Editor, for sure, this is the kind of story that both national and international media should relay more often. Because it is not about just one person’s much improved living conditions –which is satisfying in itself – but about the many additional anonymous ones, who have been able to take advantage of programmes and policies designed by the Government of Rwanda to lift Rwandans out of poverty.

Wednesday, October 16, 2013

Editor,

This is with reference to article, "How Genocide survivor beat the odds to become an enviable farmer”, (The New Times, October 16).

For sure, this is the kind of story that both national and international media should relay more often. Because it is not about just one person’s much improved living conditions –which is satisfying in itself – but about the many additional anonymous ones, who have been able to take advantage of programmes and policies designed by the Government of Rwanda to lift Rwandans out of poverty.

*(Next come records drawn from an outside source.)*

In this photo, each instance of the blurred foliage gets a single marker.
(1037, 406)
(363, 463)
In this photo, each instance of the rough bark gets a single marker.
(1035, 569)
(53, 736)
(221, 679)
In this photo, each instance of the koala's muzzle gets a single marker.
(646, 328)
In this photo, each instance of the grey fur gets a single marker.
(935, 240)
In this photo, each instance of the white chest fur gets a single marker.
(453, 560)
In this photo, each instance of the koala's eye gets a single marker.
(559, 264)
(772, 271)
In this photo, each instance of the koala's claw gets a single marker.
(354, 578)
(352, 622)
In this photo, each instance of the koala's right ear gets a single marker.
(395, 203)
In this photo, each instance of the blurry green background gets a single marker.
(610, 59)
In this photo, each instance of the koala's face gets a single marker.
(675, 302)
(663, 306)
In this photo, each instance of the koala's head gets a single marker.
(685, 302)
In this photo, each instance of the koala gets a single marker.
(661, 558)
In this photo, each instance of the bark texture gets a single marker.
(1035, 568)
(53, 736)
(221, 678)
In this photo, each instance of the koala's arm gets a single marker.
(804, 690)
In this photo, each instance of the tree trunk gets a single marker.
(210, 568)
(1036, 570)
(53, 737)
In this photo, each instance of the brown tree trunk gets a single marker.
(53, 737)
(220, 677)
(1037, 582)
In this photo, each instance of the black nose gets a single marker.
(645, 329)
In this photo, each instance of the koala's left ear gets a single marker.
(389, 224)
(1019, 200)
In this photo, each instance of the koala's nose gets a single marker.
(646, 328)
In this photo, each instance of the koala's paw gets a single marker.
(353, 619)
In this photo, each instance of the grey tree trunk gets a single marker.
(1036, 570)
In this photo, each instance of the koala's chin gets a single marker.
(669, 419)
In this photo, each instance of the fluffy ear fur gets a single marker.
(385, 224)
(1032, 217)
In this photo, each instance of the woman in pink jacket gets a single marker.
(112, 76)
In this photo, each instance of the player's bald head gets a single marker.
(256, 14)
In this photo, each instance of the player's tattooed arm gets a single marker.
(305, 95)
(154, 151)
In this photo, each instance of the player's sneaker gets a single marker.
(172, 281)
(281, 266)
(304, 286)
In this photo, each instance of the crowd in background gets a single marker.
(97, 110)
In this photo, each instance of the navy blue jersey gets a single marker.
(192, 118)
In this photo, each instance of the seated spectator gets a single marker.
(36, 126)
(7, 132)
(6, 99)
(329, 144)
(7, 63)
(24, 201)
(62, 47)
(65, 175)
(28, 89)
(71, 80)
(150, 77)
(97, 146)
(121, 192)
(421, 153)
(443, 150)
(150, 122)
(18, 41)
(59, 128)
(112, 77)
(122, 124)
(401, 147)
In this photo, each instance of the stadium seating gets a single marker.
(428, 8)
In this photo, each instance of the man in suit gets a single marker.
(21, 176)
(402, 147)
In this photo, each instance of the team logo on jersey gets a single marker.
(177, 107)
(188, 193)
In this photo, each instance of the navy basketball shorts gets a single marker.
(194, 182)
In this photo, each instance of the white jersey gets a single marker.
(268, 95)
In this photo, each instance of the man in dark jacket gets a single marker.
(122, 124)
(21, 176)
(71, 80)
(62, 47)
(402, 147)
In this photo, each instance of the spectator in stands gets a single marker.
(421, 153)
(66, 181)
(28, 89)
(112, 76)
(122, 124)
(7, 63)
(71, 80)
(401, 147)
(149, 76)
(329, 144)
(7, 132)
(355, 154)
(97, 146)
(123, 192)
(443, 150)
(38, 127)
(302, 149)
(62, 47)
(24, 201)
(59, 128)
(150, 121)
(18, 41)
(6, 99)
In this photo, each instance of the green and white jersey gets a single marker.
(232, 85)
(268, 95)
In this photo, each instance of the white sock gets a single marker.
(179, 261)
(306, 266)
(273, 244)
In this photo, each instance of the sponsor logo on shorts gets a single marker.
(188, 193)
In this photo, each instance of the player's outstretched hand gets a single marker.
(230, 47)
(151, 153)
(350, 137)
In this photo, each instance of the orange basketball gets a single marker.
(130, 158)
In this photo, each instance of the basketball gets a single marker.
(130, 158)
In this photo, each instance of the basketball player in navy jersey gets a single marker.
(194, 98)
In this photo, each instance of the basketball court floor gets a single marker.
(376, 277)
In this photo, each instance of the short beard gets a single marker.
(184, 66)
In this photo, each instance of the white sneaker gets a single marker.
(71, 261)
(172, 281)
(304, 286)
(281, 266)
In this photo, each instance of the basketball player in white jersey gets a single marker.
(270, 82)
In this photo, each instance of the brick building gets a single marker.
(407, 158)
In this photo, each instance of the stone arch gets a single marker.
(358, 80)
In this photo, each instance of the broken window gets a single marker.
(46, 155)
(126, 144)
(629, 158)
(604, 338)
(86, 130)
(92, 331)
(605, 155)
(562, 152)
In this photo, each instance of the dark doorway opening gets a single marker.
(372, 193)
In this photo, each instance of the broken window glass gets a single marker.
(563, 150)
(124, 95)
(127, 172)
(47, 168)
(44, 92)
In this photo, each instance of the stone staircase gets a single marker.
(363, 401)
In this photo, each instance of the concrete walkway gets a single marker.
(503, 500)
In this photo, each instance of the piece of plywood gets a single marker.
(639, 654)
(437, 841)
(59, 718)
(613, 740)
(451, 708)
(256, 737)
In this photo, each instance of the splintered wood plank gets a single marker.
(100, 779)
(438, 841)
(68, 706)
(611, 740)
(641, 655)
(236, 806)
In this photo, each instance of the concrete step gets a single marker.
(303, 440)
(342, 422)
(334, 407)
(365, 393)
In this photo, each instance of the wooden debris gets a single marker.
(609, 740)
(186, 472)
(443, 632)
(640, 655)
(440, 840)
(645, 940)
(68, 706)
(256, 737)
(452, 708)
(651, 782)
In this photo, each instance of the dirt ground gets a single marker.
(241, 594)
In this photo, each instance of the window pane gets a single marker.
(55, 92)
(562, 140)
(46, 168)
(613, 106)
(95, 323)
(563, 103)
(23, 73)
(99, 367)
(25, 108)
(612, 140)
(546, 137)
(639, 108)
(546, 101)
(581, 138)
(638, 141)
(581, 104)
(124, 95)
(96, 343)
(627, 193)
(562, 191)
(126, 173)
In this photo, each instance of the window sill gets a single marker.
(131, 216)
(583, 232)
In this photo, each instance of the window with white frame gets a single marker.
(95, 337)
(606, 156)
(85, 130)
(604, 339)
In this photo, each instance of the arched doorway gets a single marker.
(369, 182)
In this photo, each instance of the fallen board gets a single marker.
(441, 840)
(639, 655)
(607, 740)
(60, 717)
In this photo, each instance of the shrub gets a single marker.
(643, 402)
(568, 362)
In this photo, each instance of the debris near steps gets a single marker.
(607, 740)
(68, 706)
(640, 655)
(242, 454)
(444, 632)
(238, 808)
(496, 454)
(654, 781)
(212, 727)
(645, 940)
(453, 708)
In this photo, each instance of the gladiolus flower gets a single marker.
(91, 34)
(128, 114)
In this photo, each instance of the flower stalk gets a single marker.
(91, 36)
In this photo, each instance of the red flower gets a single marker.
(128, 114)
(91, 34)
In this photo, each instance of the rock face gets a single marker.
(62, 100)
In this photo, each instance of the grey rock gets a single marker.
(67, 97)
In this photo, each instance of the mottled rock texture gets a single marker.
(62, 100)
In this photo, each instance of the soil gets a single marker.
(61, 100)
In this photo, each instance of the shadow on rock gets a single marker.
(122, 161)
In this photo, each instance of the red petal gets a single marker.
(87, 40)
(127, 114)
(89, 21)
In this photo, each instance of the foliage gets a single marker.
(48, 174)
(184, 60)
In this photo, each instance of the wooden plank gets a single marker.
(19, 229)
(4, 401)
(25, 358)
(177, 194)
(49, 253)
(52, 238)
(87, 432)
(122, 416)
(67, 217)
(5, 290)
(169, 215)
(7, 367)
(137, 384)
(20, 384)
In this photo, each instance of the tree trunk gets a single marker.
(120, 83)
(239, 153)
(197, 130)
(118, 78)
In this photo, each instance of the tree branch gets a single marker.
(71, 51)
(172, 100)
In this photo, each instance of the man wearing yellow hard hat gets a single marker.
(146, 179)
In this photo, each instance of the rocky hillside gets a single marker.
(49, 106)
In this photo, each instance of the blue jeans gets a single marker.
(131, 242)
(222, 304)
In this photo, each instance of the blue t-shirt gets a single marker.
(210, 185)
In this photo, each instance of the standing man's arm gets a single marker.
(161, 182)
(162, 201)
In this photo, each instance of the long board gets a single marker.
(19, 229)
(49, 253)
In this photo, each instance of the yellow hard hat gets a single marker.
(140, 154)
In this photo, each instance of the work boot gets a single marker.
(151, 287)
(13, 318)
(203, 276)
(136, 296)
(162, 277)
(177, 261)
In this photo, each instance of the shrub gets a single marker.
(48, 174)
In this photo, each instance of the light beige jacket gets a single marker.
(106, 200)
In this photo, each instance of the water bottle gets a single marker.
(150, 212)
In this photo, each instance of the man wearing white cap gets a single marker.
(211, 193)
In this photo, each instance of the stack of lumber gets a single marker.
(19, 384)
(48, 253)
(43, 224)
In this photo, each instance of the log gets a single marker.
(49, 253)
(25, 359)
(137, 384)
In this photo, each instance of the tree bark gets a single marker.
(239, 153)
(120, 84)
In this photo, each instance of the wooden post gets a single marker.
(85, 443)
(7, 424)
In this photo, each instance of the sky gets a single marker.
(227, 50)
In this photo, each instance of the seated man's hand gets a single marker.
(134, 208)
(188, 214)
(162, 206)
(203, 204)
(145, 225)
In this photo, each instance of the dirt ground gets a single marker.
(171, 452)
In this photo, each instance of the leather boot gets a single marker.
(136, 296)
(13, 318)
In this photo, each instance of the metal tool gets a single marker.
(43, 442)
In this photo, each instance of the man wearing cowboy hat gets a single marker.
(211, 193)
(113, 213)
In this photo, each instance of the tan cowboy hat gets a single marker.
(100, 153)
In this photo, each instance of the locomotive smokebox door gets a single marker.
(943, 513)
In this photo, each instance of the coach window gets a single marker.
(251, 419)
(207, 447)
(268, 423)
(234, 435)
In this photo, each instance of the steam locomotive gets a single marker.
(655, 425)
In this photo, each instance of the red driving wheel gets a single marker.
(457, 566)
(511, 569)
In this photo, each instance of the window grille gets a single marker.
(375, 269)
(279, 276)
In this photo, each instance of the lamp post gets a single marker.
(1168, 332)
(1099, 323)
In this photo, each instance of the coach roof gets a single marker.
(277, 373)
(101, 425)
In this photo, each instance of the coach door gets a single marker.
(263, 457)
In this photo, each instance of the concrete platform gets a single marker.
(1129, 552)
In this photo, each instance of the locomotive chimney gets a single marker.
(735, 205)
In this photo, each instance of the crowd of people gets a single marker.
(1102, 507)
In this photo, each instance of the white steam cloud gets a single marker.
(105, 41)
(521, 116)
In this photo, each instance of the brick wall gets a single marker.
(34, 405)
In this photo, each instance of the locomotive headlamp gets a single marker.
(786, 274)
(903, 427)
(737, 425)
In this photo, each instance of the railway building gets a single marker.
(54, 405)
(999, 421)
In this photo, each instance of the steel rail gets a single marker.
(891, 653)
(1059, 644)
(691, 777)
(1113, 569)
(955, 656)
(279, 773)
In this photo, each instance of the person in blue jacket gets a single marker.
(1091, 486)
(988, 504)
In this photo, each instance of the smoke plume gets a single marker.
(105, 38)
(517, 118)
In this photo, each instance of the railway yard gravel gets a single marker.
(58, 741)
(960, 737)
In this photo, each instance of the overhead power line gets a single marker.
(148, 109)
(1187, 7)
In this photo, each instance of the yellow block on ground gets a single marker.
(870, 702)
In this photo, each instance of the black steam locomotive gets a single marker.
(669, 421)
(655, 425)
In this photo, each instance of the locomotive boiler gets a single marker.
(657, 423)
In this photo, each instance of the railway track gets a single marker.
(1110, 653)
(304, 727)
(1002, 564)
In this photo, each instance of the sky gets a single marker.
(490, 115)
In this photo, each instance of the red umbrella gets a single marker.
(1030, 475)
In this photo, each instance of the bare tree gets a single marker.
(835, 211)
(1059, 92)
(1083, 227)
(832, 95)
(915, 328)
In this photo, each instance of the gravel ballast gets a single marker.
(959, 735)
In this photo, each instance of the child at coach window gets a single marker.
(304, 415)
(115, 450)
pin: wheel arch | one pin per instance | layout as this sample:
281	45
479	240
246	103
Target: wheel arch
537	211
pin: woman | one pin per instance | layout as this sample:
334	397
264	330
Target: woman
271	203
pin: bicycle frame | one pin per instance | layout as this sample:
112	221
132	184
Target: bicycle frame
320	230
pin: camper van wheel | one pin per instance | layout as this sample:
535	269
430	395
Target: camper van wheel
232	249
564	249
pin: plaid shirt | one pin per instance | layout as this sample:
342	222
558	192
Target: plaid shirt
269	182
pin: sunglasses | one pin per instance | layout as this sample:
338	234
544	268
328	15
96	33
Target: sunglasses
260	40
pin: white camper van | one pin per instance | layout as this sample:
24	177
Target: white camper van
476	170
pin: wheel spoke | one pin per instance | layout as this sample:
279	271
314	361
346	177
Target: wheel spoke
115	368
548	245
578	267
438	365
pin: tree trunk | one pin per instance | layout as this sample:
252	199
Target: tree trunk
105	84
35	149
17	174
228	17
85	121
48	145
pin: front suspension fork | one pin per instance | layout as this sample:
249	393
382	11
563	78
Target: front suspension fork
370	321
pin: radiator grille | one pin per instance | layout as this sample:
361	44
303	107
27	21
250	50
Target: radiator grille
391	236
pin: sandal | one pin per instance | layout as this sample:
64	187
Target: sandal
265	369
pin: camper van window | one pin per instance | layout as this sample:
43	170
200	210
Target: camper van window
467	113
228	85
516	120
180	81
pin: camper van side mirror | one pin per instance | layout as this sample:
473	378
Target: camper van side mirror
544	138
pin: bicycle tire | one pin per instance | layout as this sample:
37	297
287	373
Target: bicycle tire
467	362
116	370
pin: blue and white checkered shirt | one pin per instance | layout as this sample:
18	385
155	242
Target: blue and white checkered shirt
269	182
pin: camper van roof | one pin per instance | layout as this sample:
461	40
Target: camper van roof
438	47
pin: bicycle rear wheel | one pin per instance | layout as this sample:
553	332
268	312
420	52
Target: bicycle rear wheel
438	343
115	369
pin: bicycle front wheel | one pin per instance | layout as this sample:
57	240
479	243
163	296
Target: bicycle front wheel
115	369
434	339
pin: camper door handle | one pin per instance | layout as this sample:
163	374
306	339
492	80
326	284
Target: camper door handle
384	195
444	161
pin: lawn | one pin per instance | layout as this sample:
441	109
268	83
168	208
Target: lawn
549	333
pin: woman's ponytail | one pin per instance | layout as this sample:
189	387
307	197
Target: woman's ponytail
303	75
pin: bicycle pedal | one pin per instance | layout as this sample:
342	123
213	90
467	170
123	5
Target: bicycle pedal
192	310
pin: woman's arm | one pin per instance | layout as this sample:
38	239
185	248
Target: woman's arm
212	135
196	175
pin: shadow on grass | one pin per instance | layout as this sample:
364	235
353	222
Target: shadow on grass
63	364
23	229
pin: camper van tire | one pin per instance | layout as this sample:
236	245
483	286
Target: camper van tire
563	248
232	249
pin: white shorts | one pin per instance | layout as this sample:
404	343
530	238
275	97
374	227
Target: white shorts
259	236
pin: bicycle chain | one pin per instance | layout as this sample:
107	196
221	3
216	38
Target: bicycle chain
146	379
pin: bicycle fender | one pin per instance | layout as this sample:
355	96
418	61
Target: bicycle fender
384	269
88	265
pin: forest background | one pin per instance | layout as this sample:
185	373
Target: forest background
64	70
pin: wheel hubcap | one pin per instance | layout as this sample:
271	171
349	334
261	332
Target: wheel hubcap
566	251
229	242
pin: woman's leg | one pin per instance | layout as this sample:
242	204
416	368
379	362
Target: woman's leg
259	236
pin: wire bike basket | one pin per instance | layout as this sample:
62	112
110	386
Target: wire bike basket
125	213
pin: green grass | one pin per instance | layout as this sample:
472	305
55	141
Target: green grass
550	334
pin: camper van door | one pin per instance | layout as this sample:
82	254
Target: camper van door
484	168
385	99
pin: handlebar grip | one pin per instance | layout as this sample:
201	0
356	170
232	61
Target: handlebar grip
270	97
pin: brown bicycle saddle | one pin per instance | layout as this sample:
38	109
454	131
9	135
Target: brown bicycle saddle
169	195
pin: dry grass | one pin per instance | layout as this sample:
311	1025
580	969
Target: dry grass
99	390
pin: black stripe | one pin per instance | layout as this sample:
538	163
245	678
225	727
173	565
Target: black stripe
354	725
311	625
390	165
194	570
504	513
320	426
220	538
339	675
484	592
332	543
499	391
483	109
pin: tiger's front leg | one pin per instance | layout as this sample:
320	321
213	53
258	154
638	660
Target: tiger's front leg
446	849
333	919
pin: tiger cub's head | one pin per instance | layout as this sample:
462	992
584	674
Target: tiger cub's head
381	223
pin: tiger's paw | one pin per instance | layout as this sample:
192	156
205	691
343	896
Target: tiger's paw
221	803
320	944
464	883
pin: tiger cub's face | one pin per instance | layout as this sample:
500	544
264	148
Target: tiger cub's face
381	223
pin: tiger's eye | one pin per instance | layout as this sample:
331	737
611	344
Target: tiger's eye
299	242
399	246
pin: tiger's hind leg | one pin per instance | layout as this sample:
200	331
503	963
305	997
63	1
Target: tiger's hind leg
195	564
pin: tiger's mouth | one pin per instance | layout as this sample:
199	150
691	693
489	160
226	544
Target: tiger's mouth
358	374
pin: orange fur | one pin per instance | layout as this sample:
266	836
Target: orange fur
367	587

The bigger narrative here is the country’s vision for its people translated into concrete and measurable actions. These should be the stories to tell, as they reflect the realities of a country moving forward.

Factually and objectively, they speak volumes about the leadership’s engagement with its people. Nothing’s made up, it’s all there for anyone to see and check.

If all media based in Rwanda – again, national and international – focused on these every day stories, they would not become willing or unwilling preys to the imaginative "plots” of those that are determined to create detrimental stories about the Rwandan Government’s intentions, simply because they have something to gain from it – whether that gain is ideological, political or materialistic.